Anyway, he was absolutely delighted with his picture (a footballer), which, when rolled up, was taller than him. So, while adult crowd members were being enthusiastic about all the surrounding huge cartoons and brilliant caricatures, and proving what cartoonists know is true – people love cartoons – so do little people. Quite possibly more so. Publishers take note. Real drawing for real people.

You can catch up with the news from Bloghorn at Shrewsbury 2011 here.

5 responses to Shrewsbury perspective

  1. So that explains the mysterious helper’s signature on your board! I’d been trying to decipher it.
    Let’s hope the art-editoratti of our fair land will quickly get over their po-faced-ness phase and start catering to the humoured majority again.

  2. That’s what we ought to tell these editor johnnies – “keep drawing real – not photoshopy rubbish”!!

  3. Ahem, editor squeaks, photoshoppy rubbish is only as slapdash as the person doing it Mr Roberts. Public shame be upon you.
    Matt

  4. I think he means Photoshoppy rubbish that doesn’t actually involve any drawing, Matt, and in that case (as a Photoshoppy drawer myself), I’m in 100% agreement with at least 95% of what he means.

    Which means I agree with both of you, although I definitely fall into the ‘double-p’ camp where the word ‘Photoshoppy’ is concerned – but note the capitalisation.

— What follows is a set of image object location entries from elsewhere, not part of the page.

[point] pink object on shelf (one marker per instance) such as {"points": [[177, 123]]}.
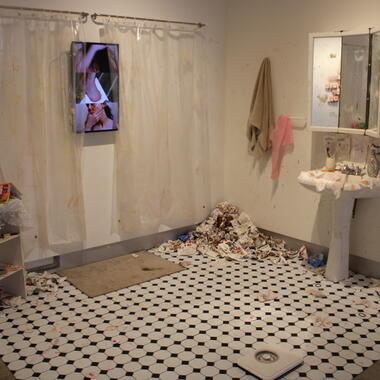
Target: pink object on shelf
{"points": [[282, 137]]}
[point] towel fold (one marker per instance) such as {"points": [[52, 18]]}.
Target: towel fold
{"points": [[261, 120], [281, 138]]}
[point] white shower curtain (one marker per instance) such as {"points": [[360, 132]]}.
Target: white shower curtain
{"points": [[161, 152], [39, 152]]}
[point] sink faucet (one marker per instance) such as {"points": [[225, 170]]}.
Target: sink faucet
{"points": [[354, 170]]}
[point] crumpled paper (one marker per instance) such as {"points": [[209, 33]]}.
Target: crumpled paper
{"points": [[229, 233], [42, 282]]}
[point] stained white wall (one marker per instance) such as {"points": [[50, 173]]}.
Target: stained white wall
{"points": [[279, 30], [99, 149]]}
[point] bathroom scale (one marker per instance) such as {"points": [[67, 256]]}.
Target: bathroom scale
{"points": [[269, 362]]}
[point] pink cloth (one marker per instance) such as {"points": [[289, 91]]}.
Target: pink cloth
{"points": [[282, 137]]}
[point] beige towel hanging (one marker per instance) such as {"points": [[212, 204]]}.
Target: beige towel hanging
{"points": [[261, 119]]}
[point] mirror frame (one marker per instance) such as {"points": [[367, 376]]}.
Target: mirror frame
{"points": [[337, 129]]}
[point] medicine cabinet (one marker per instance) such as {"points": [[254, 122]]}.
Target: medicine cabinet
{"points": [[344, 79]]}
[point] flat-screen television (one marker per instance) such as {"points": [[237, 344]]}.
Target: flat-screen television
{"points": [[95, 86]]}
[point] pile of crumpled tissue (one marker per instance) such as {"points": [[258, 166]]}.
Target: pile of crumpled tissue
{"points": [[43, 282], [230, 233]]}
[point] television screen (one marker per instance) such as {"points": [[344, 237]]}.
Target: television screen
{"points": [[96, 86]]}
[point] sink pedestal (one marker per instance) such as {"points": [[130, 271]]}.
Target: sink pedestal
{"points": [[339, 249]]}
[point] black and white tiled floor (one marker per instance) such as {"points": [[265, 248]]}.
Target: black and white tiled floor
{"points": [[195, 324]]}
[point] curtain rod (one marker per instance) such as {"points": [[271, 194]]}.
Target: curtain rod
{"points": [[94, 16], [83, 15]]}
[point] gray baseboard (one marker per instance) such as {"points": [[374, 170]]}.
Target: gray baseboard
{"points": [[358, 264], [108, 251]]}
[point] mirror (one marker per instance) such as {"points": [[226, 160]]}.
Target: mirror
{"points": [[375, 85], [326, 81], [339, 82], [354, 82]]}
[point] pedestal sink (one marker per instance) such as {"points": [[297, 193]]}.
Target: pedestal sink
{"points": [[347, 188]]}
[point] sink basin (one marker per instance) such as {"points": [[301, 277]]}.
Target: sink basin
{"points": [[346, 188]]}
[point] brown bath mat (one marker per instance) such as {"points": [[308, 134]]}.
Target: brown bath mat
{"points": [[106, 276]]}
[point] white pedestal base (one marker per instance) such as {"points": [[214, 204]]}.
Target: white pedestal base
{"points": [[339, 249]]}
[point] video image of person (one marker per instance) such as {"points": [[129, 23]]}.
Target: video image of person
{"points": [[96, 76]]}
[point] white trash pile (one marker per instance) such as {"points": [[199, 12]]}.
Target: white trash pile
{"points": [[229, 233], [43, 282]]}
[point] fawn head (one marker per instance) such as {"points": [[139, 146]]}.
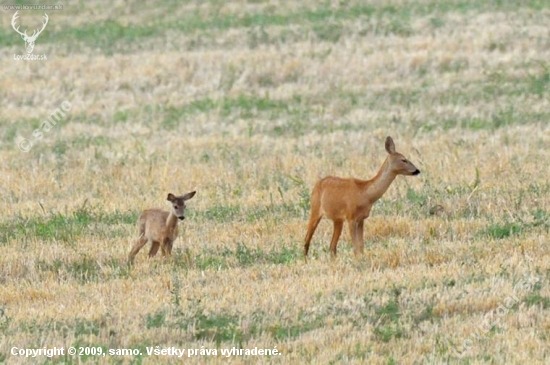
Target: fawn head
{"points": [[178, 203], [398, 163]]}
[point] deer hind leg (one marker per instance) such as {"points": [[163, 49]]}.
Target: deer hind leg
{"points": [[164, 246], [154, 248], [338, 225], [358, 244], [137, 246], [314, 218], [169, 244]]}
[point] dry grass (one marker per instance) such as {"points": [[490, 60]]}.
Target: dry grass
{"points": [[249, 102]]}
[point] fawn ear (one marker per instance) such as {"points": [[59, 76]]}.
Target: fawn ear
{"points": [[189, 195], [390, 146]]}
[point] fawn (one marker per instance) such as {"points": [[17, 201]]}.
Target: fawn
{"points": [[351, 199], [160, 227]]}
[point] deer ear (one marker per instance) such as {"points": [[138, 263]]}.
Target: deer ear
{"points": [[390, 146], [189, 195]]}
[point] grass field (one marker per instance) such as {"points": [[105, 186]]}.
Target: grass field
{"points": [[249, 103]]}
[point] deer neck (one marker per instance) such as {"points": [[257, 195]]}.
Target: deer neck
{"points": [[381, 182], [171, 221]]}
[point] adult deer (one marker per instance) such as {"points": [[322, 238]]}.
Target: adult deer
{"points": [[351, 199], [160, 227], [29, 40]]}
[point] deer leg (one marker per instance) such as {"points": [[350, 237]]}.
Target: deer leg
{"points": [[163, 248], [358, 244], [311, 227], [154, 248], [137, 246], [336, 236], [169, 245]]}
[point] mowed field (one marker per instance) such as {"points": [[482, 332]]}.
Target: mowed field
{"points": [[249, 103]]}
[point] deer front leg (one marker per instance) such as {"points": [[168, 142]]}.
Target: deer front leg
{"points": [[358, 244], [336, 236]]}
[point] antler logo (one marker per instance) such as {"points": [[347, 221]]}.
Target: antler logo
{"points": [[29, 40]]}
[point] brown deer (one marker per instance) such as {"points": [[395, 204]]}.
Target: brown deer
{"points": [[351, 199], [29, 39], [160, 227]]}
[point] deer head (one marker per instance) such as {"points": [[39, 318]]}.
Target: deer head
{"points": [[29, 40]]}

    Lovely observations from Mr Stott, as always, but having spent nearly three decades heavily involved in the creation of children’s comics, I could have confirmed his summation long before little Pacey and Harry had their say. Kids love cartoons – it’s where it all starts.

  5. Well put Steve.
    I think the powers that be in publishing – the media generally in fact – right through from commissioning editors, news editors, features editors et al run a tiny bit scared of humour, seeing it as a loose cannon;something not easily controlled;something which can say in one picture as much and sometimes more than several paragraphs of timeless prose. And as adults they’ve lost the insinctive childish wonder we’re all born with – that of really appreciating the creation of a picture. Hence so much bad photoshopping. They don’t appear to care. Its not that they don’t care. They’ve simply lost the ability to KNOW. And then blame “financial constraints”. Its not always the accountants’ fault.